As AI workloads move from cloud to edge, the volume of image and sensor data across industries is rising rapidly. Edge devices that previously relied on FPGAs and off-the-shelf modules are now running into combined constraints in power, latency, and cost. As models evolve from simple classification to more complex scene understanding, compute density at the edge has increased significantly over the past two years. Many startups and SMEs in the United States and China report that existing platforms can no longer support large-scale deployment.
To address this pain point, Progate Group Corporation (PGC) has launched its Design Service Turnkey Platform to help customers migrate from FPGA-based acceleration to ASIC-based architectures.
While most edge AI systems ultimately ship as system-on-chip (SoC) solutions, the ability to implement a dedicated ASIC architecture on the right process node - combining high compute density, low power consumption, and long-term supply – has become a critical condition for scaling edge AI.
As a member of the TSMC Design Center Alliance (DCA), PGC has more than 30 years of experience on TSMC processes, with a strong track record in ASIC design, tape-out, and mass production on 22 nm, 12 nm, and 6 nm. The company has also built front-end and back-end design capabilities that extend to 3 nm. On these complex nodes, PGC provides its PGC Design Service Turnkey Platform to help customers bring edge AI SoCs into the ASIC phase in a more controlled and predictable way.

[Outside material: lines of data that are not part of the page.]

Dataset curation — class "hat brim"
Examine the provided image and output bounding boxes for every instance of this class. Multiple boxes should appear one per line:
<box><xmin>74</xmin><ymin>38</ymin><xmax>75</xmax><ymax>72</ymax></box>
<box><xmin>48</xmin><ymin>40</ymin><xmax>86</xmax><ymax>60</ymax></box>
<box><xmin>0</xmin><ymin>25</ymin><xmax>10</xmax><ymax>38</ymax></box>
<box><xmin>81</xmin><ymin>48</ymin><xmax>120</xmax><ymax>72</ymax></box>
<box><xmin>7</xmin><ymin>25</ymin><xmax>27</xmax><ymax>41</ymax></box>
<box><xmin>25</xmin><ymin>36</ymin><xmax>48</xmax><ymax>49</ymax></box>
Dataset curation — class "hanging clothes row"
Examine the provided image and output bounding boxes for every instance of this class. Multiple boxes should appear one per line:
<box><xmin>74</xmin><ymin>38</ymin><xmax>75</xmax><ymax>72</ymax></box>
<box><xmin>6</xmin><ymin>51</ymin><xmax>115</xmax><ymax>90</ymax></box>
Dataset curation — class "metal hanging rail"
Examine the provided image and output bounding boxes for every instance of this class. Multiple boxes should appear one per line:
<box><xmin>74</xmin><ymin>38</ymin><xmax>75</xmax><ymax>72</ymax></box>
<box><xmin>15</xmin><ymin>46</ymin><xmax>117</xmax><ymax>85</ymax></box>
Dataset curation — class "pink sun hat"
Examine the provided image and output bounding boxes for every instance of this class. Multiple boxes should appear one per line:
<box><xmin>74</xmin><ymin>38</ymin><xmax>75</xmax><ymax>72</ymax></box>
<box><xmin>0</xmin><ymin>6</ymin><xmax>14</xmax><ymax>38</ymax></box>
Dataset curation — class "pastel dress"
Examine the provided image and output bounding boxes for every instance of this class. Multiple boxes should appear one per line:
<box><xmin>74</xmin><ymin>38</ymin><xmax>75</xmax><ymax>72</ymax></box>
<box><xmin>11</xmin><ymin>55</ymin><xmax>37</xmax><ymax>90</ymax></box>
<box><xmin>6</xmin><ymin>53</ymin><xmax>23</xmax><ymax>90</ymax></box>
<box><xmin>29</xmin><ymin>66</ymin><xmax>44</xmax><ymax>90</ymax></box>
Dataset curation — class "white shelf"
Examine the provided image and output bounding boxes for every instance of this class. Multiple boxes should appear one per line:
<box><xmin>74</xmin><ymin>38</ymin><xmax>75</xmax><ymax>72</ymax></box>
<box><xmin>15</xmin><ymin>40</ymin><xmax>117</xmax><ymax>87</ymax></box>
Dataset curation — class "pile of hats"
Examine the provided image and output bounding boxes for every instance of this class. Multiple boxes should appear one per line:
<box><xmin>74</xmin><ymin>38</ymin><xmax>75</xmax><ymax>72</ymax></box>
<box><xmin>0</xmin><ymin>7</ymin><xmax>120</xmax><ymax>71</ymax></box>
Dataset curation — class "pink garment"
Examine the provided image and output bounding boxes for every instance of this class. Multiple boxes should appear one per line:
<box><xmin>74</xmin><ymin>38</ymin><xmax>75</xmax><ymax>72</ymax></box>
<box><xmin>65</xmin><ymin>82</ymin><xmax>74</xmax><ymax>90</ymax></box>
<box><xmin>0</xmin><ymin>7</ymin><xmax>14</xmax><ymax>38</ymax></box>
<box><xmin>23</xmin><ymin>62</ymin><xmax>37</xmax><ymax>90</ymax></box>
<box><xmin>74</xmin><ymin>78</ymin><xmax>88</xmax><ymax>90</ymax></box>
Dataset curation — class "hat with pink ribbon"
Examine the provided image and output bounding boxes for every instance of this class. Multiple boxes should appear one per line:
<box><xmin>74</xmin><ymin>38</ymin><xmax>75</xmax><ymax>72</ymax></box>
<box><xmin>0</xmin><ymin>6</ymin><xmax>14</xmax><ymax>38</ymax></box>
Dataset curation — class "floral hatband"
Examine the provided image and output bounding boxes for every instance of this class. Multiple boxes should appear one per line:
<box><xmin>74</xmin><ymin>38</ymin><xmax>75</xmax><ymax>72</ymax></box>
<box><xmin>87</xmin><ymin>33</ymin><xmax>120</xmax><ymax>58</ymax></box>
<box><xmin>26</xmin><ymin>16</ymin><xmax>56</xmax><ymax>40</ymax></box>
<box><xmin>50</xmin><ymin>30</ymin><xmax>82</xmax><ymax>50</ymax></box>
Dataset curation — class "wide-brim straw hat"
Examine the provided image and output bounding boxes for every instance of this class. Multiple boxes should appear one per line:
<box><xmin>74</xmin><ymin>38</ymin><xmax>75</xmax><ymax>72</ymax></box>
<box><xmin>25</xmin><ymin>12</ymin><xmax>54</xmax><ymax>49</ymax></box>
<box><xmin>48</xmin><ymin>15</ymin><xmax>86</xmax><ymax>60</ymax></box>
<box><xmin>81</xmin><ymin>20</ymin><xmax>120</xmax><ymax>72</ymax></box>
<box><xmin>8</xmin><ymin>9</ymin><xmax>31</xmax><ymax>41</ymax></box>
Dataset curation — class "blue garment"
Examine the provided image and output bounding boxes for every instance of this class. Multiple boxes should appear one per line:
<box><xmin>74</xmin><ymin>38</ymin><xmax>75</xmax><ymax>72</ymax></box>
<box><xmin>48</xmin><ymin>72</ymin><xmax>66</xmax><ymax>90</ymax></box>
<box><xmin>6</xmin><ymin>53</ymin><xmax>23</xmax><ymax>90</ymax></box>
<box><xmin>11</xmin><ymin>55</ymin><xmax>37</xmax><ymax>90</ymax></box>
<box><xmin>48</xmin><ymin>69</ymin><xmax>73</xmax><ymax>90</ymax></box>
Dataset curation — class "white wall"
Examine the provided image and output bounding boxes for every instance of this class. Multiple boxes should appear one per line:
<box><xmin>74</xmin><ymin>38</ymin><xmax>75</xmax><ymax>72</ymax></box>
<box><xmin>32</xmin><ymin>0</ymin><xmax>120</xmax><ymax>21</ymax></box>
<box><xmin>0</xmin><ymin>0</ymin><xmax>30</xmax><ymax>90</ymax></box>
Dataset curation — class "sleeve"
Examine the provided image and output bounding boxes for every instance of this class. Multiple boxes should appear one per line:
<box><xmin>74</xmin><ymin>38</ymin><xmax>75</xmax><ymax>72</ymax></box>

Vision Inference AI SoCs: The Earliest Edge Workloads to Move to ASIC
Image inference workloads, driven by high-bandwidth and continuous data streams, are rapidly pushing the limits of FPGAs and general-purpose modules. As model complexity increases, latency, throughput and memory bandwidth have become the primary performance bottlenecks.
Industry research indicates that there are already more than 200 startups in the United States focused on edge computing and computer vision, while over 100 companies in China are working on smart city, community surveillance, and industrial vision applications. Global forecasts further suggest that by 2030, vision-centric workloads will account for nearly half of the edge AI market and will be among the first segments to complete the transition from FPGAs and commercial modules to ASIC-based solutions.
As edge AI expands across home, retail, logistics, urban infrastructure, and industrial control, requirements for low power, millisecond-level latency, stable memory bandwidth, and long-term component availability are becoming stricter. The success of an edge AI SoC therefore depends not only on advanced process nodes, but also on whether it integrates the right memory subsystem, high-speed I/O interfaces, and security modules and IP, so that the SoC can be fully optimized as an ASIC.
Within the TSMC DCA ecosystem, advanced nodes are already showing a clear division of roles. 22ULP is well suited for battery-powered and long-standby home and outdoor devices. For edge AI devices on 22 nm, TSMC also offers embedded RRAM (ReRAM) to balance cost and yield. 7 nm and 6 nm nodes provide the integration density required to combine ISP, vision DSP, RISC-V cores, AI accelerators (NPU), memory subsystems (including memory controllers and DRAM PHYs), and security modules, making them preferred nodes for high-end edge ASICs.
As resolutions and model complexity increase, LPDDR4X and DDR4 remain the mainstream memory for a large portion of edge cameras, while higher-end applications are moving to LPDDR5 to secure additional bandwidth. Whether these IP blocks can be integrated into a low-latency, high-throughput data path will directly determine whether a product can move from proof of concept (PoC) to stable volume production.
PGC: An Integrated ASIC Design Service Turnkey Platform for Process, IP, and Supply Chain
PGC’s Design Service Turnkey Platform is built as an integrated design service environment. Through the Synopsys IP OEM Program, PGC provides more competitive IP cost and licensing models, and can deliver complete memory subsystems for LPDDR5/LPDDR4X/DDR (including memory controllers and DRAM PHYs), as well as MIPI CSI-2/D-PHY image interface IP and PCIe high-speed I/O. The platform also supports low-latency architectures and security modules required by edge AI SoCs.
At the same time, PGC maintains long-term collaboration with ASE and other OSAT partners. This allows the company to support the full flow from front-end design, back-end APR, design signoff, and tape-out, through small-volume, multi-project wafer (MPW/CyberShuttle) runs, all the way to NTO and high-volume production, ensuring stable capacity across different product phases.
As edge AI gradually moves from product concepts to large-scale deployment, PGC will continue to deepen its integration of TSMC wafer processes, Synopsys IP, and ASE OSAT capabilities. The goal is to help startups and small to mid-sized companies around the world implement their edge AI ASIC strategies in a more efficient and controllable way, maintain long-term competitiveness through future technology transitions, and ultimately enable customer success.